Just when I thought this legislative session had reached a fevered pitch, it dawned on me that was not the case. Instead, I had a real fever and had to take some time away last week. Now back at it, the last couple of days have been in Fargo at the Northern Soybean Expo along with many of you learning about commodity markets, plant genetics and how funny John Phipps of the U.S. Farm Report is. Presumably, most readers of this blog are members of the NDSGA and have been to this convention before, but it was the first for me and I was impressed by the speakers and how well it all ran. For those of you not able to attend, here are a few notes I took with some general impressions:
Phipps taped a session of his show with a panel of professional commodity marketers and my biggest takeaway was that in spite of dropping out of the TPP and seemingly at odds with Mexico, the panelists believe that just about as much product will be crossing borders. But of course, no one knows. Phipps ended the day by asking growers to utilize people close to them who are not involved in agriculture to act as sounding boards once in a while. His idea was that growers can get a bit too wrapped up in their world and sometimes can benefit from a different perspective.
After lunch it was Dr. Pamela Ronald bringing us her world-class plant geneticist views along with some history such as Mendel to genetic work going on. She listed ten or so different types starting with Genetic Engineering (taking genes from 1 plant and putting into another) and moved on to Whole Genome Sequencing, then Marker Assisted Breeding. Number 4 was Genome Editing, 5 was Hi Throughput Imaging to screen for useful traits. Six was Computational Biology to id genes and network controlling agronomic traits. Simple stuff like that. And then I quit trying to keep up.

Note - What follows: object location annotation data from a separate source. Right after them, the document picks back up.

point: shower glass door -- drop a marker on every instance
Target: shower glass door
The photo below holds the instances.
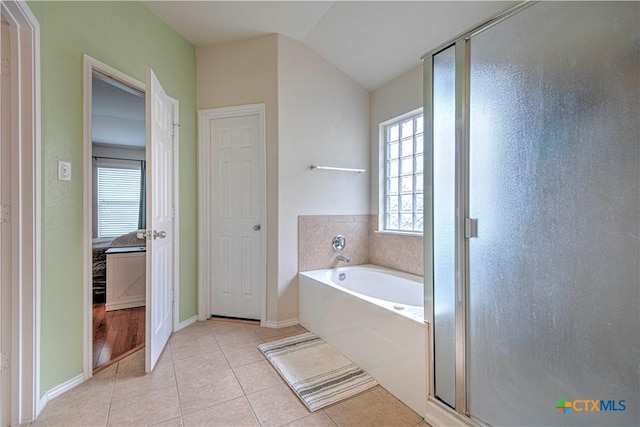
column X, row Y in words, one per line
column 444, row 179
column 551, row 280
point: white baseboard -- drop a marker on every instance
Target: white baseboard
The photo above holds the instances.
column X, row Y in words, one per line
column 283, row 324
column 58, row 390
column 190, row 321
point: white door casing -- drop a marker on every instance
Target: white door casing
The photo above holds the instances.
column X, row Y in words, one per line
column 161, row 122
column 5, row 228
column 24, row 220
column 232, row 145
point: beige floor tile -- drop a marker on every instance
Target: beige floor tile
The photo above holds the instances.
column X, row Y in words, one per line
column 194, row 347
column 238, row 338
column 236, row 412
column 317, row 419
column 222, row 328
column 376, row 407
column 163, row 376
column 132, row 366
column 212, row 373
column 265, row 333
column 200, row 370
column 58, row 413
column 197, row 396
column 257, row 376
column 174, row 422
column 276, row 406
column 238, row 356
column 149, row 408
column 96, row 390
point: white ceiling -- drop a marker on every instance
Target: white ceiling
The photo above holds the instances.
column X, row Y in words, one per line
column 371, row 41
column 117, row 113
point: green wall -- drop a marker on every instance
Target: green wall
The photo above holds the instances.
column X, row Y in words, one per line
column 128, row 37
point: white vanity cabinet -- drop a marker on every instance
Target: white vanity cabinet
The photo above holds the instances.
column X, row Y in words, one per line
column 126, row 277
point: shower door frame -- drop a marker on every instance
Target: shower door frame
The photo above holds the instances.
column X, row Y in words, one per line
column 440, row 411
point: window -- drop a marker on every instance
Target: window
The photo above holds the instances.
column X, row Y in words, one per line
column 403, row 168
column 118, row 204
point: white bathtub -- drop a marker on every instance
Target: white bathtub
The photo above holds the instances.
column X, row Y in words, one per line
column 374, row 316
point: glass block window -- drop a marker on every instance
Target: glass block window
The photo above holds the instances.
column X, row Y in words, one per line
column 404, row 198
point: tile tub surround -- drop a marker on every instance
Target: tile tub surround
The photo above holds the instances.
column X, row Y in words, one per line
column 212, row 374
column 315, row 233
column 396, row 251
column 364, row 245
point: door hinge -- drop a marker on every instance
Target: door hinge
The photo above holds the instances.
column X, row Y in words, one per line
column 470, row 228
column 4, row 70
column 6, row 361
column 5, row 215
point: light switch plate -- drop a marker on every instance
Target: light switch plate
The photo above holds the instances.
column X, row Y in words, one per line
column 64, row 171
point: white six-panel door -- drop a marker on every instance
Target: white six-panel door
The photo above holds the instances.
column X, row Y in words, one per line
column 234, row 149
column 161, row 117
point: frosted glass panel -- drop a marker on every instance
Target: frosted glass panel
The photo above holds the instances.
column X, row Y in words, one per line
column 554, row 182
column 444, row 143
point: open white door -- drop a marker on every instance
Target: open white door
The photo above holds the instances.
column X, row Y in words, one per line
column 161, row 121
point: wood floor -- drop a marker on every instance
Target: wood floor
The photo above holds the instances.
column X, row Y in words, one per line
column 116, row 334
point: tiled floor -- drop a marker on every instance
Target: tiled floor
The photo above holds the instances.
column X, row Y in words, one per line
column 212, row 374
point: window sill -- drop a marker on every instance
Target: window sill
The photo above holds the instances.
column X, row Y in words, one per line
column 400, row 233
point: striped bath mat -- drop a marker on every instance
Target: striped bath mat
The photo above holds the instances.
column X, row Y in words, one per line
column 315, row 371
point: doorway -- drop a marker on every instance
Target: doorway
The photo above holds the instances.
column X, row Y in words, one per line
column 118, row 264
column 137, row 274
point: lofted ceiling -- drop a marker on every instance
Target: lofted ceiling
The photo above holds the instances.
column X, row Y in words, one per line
column 373, row 42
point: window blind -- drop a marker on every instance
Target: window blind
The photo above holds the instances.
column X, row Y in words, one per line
column 118, row 201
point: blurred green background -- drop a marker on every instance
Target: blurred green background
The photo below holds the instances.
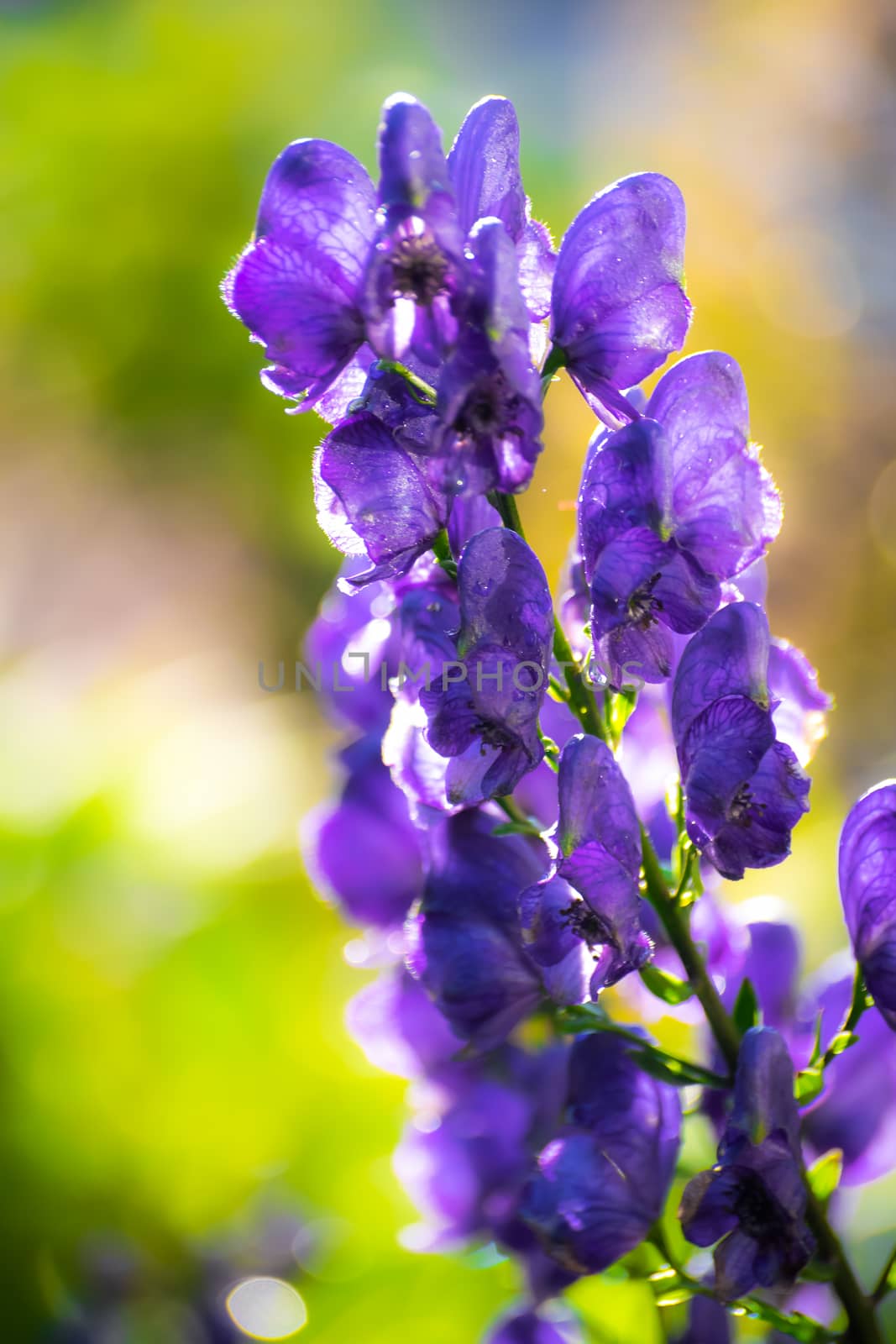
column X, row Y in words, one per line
column 172, row 1054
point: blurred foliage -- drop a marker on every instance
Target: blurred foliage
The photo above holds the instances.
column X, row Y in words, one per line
column 170, row 992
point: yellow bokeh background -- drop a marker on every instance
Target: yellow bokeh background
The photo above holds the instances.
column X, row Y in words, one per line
column 172, row 1054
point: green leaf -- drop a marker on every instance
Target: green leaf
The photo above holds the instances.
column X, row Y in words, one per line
column 516, row 828
column 667, row 987
column 808, row 1085
column 617, row 1310
column 817, row 1272
column 842, row 1041
column 746, row 1012
column 824, row 1175
column 669, row 1068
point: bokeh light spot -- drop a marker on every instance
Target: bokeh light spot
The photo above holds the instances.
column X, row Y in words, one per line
column 882, row 511
column 266, row 1308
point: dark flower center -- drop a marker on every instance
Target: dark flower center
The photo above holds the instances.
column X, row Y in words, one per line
column 743, row 806
column 419, row 268
column 488, row 409
column 758, row 1211
column 586, row 925
column 644, row 605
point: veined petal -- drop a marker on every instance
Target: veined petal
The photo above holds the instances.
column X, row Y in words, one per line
column 379, row 491
column 595, row 803
column 725, row 507
column 411, row 160
column 618, row 488
column 484, row 165
column 868, row 889
column 297, row 286
column 618, row 300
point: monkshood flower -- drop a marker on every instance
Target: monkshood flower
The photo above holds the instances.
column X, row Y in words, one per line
column 754, row 942
column 333, row 262
column 465, row 1158
column 708, row 1323
column 868, row 891
column 770, row 961
column 856, row 1112
column 298, row 282
column 398, row 1026
column 618, row 302
column 464, row 938
column 745, row 790
column 590, row 900
column 602, row 1183
column 543, row 1327
column 490, row 396
column 351, row 651
column 752, row 1202
column 365, row 850
column 484, row 167
column 485, row 718
column 375, row 486
column 669, row 508
column 801, row 712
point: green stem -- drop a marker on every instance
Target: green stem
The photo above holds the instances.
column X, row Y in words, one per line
column 575, row 1021
column 864, row 1327
column 860, row 1310
column 857, row 1007
column 862, row 1324
column 517, row 816
column 553, row 365
column 883, row 1285
column 417, row 385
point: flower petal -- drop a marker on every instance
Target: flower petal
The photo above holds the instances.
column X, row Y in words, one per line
column 618, row 300
column 723, row 503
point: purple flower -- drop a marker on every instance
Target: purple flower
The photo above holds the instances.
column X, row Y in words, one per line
column 365, row 848
column 398, row 1026
column 868, row 891
column 590, row 898
column 485, row 719
column 464, row 938
column 745, row 790
column 349, row 651
column 772, row 964
column 707, row 1323
column 466, row 1158
column 528, row 1327
column 374, row 483
column 752, row 1203
column 618, row 299
column 669, row 508
column 857, row 1109
column 297, row 284
column 604, row 1180
column 801, row 714
column 490, row 396
column 484, row 165
column 418, row 257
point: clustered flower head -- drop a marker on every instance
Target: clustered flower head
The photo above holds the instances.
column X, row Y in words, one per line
column 537, row 806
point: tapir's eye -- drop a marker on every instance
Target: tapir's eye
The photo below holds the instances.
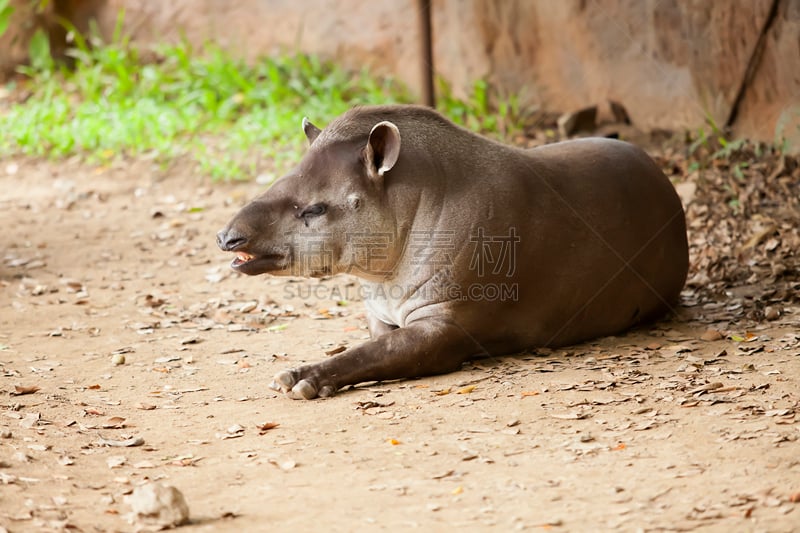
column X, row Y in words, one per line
column 314, row 211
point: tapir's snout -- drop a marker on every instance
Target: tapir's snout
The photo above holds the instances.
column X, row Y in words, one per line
column 229, row 239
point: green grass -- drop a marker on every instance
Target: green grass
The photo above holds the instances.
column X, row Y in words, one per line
column 223, row 113
column 232, row 118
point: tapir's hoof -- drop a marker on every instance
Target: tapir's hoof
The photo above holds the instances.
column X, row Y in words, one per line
column 304, row 389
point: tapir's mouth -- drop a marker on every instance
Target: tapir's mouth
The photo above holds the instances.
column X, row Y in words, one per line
column 241, row 258
column 251, row 264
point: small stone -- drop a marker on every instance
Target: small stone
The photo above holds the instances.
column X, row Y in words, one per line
column 159, row 505
column 711, row 335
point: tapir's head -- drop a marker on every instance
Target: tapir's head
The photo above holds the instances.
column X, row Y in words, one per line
column 328, row 214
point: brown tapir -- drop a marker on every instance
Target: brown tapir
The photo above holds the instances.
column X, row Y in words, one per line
column 465, row 246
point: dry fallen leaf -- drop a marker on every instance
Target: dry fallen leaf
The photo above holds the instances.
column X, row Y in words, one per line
column 19, row 390
column 263, row 428
column 133, row 441
column 339, row 349
column 115, row 422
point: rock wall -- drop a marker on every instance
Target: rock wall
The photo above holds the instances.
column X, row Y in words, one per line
column 671, row 64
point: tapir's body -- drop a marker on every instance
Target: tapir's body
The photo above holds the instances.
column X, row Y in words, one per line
column 466, row 246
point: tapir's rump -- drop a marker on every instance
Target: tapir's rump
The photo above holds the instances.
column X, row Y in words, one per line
column 465, row 246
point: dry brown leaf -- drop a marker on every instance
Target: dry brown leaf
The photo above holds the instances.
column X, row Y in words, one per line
column 263, row 428
column 115, row 422
column 20, row 390
column 339, row 349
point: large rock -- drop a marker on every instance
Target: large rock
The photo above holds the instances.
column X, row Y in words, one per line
column 671, row 64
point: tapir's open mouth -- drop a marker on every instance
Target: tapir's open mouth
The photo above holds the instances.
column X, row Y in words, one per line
column 250, row 264
column 241, row 258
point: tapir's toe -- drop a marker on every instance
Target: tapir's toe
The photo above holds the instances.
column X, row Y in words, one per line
column 283, row 381
column 304, row 390
column 300, row 389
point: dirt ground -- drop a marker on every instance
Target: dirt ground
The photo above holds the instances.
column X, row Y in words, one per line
column 121, row 323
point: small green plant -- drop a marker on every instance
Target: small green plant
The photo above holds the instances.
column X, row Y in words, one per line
column 483, row 111
column 6, row 11
column 230, row 117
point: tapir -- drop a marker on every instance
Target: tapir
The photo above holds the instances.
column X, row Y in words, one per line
column 465, row 247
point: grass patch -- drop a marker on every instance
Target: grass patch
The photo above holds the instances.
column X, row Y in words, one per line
column 232, row 118
column 223, row 113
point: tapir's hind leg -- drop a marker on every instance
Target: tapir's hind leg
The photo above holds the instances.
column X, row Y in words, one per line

Next the announcement came from the Minnesota. Soybean Processors (MNSP, Great River Energy, Ag. Commissioner Doug Goehringand our ND Governor Doug Burgum of the coming crush plant planned for the Spiritwood Energy Park outside of Jamestown – a big deal to say the least so more on that in the near future. MNSP Board President Bruce Hill said that they hope to be receiving beans in the fall of 2018.
The last segment was Chip Flory from Farm Journal Media who spoke for 90 minutes on marketing trends. I will not pretend to capture here the essential data of what seemed like a hundred slides, but having taught Economics I understood it better than the modern genetic lecture. Chip thinks that we here in the North are in the second year of a 5 year land price correction (down around Illinois he thought they might be in the third year) with around a 30 percent reduction total in those 5 years. John Phipps hopped up on stage and said he thought it might be 50% overall.